Voice assistants like Amazon’s Alexa, Apple’s Siri, and Google Assistant often rely on a semantic parsing component to understand which actions to execute for a spoken command. Traditionally, rules-based or statistical slot-filling systems have been used to parse simple queries — that is, queries containing a single action. More recently, shift-reduce parsers have been proposed to process more complex utterances. But these methods, while powerful, impose limitations on the type of queries that can be parsed because they require queries to be representable as parse trees.

That’s why researchers at Amazon proposed a unified architecture to handle both simple and complex queries. They assert that, unlike other approaches, theirs lacks any restrictions on the semantic parse schema. And they say it achieves state-of-the-art performance on publicly available data sets — with improvements between 3.3% and 7.7% in match accuracy over previous systems.
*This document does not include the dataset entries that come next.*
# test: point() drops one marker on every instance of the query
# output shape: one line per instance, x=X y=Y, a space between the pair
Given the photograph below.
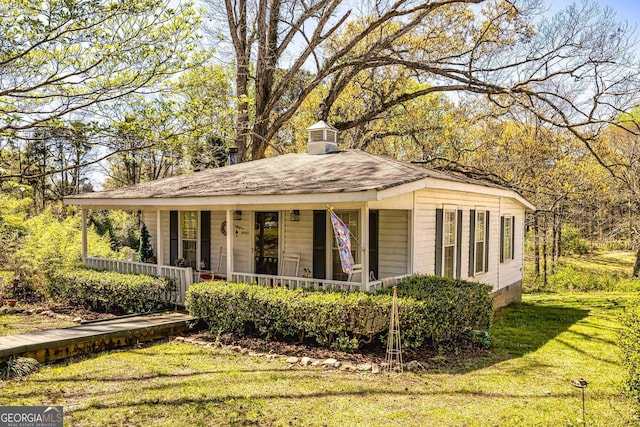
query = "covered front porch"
x=271 y=246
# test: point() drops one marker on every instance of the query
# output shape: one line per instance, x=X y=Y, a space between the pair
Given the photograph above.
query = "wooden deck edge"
x=65 y=348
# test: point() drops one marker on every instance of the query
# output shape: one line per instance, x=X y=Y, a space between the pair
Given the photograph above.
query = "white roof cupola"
x=323 y=138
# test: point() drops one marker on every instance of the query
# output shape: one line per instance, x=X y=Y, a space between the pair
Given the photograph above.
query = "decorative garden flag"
x=343 y=239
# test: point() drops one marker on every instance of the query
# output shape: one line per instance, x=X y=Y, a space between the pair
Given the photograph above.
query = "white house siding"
x=393 y=243
x=426 y=203
x=297 y=237
x=218 y=241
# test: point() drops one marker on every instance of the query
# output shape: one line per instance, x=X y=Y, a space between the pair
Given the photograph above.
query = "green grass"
x=11 y=324
x=599 y=271
x=539 y=346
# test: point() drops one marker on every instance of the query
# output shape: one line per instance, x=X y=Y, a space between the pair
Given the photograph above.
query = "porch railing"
x=182 y=276
x=304 y=282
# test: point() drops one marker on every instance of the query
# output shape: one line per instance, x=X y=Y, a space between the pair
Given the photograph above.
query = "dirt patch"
x=426 y=356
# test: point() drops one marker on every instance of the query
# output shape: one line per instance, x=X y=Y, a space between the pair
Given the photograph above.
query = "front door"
x=266 y=243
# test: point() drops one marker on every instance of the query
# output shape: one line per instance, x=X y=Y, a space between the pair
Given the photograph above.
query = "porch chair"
x=216 y=274
x=291 y=260
x=355 y=269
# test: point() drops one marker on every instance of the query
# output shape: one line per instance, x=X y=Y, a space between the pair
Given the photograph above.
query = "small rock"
x=348 y=367
x=305 y=361
x=414 y=366
x=331 y=362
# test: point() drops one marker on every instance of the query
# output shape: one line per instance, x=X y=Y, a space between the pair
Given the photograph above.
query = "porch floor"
x=91 y=337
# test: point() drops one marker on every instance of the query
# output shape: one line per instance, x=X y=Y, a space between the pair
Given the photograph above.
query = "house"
x=267 y=222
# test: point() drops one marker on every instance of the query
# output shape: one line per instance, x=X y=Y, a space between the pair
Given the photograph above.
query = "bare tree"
x=574 y=70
“A major part of any voice assistant is a semantic parsing component designed to understand the action requested by its users: Given the transcription of an utterance, a voice assistant must identify the action requested by a user (play music, turn on lights, etc.), as well as parse any entities that further refine the action to perform (which song to play? which lights to turn on?),” wrote the researchers in a preprint paper detailing their work. “Despite huge advances in the field of Natural Language Processing (NLP), this task still remains challenging due to the sheer number of possible combinations a user can use to express a command … With increasing expectations of users from virtual assistants, there is a need for the systems to handle more complex queries.”

Amazon Alexa parsing

The researchers’ system consists of a sequence-to-sequence model that aims to map a fixed-length input with a fixed-length output –where the length of the input and output may differ — paired with a pointer generator network that copies words from the source text via pointing. A pretrained BERT model serves as the encoder, while the decoder is modeled after the Transformer and augmented with the aforementioned pointer network. This allows the framework to learn to generate pointers — i.e., words from the target vocabulary consisting of parse symbols and words that are simply pointers to the source — in the target sequence.
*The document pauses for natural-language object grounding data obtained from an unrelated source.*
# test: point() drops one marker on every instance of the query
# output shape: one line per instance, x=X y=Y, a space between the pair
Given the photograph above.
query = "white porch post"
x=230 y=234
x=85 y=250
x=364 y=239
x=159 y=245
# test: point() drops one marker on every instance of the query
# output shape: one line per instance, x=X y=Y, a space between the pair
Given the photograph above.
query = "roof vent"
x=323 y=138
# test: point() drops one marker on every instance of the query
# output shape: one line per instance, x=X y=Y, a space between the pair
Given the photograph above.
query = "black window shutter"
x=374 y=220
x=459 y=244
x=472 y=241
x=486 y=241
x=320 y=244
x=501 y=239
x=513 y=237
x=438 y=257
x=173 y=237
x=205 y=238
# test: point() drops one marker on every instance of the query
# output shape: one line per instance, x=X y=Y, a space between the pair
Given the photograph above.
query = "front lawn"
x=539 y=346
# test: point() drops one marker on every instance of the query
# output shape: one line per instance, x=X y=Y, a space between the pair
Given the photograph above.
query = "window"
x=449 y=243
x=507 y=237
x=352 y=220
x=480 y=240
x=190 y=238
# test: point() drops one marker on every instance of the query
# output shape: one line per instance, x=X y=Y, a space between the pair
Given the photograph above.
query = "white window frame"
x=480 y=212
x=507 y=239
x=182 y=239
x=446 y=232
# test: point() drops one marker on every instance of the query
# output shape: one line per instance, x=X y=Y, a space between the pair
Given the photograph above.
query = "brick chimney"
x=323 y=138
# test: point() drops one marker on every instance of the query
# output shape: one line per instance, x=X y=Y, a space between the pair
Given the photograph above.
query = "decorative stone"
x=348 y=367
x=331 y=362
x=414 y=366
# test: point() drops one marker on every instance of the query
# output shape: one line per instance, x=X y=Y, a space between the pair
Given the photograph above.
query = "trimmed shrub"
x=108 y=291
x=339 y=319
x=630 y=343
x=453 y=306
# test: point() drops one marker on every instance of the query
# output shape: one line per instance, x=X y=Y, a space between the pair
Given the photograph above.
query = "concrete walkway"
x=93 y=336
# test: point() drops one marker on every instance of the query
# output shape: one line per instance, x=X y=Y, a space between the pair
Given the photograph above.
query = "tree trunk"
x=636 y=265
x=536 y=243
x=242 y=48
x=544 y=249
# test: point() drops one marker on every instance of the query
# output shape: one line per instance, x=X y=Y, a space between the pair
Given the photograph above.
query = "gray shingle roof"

The team tested the approach on five different data sets — three publicly available and two internal. Among the public corpora were Facebook’s Task Oriented Parsing (TOP), which contains complex hierarchical and nested queries that make the task of semantic parsing more challenging; SNIPS, which is used for training and evaluating semantic parsing models for voice assistants; and the Airline Travel Information System (ATIS), a popular spoken language understanding data set. Internally, the team isolated collections from the millions of utterances used to train and test Amazon Alexa — specifically, one from the music domain with 6.2 million training and 200,000 test utterances and one from the video domain with 1 million training and 5,000 test utterances.
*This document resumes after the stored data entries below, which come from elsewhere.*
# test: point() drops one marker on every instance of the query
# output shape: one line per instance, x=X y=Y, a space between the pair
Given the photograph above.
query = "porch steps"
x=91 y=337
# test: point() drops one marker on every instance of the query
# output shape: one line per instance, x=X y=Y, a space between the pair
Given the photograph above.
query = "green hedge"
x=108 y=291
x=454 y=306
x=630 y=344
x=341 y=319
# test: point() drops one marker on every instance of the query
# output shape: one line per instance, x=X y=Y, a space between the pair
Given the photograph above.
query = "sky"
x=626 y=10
After training the system on a machine with eight Nvidia Tesla V100 graphics cards, each with 16GB of video memory, the researchers say they managed to achieve an accuracy improvement of 3.3% on the TOP data set. On the SNIPS and ATIS data sets, they say the best version of their method “significantly” improved accuracy over existing baselines (7.7% and 4.5%, respectively) and boosted accuracy on the internal music utterance corpus by 1.9%.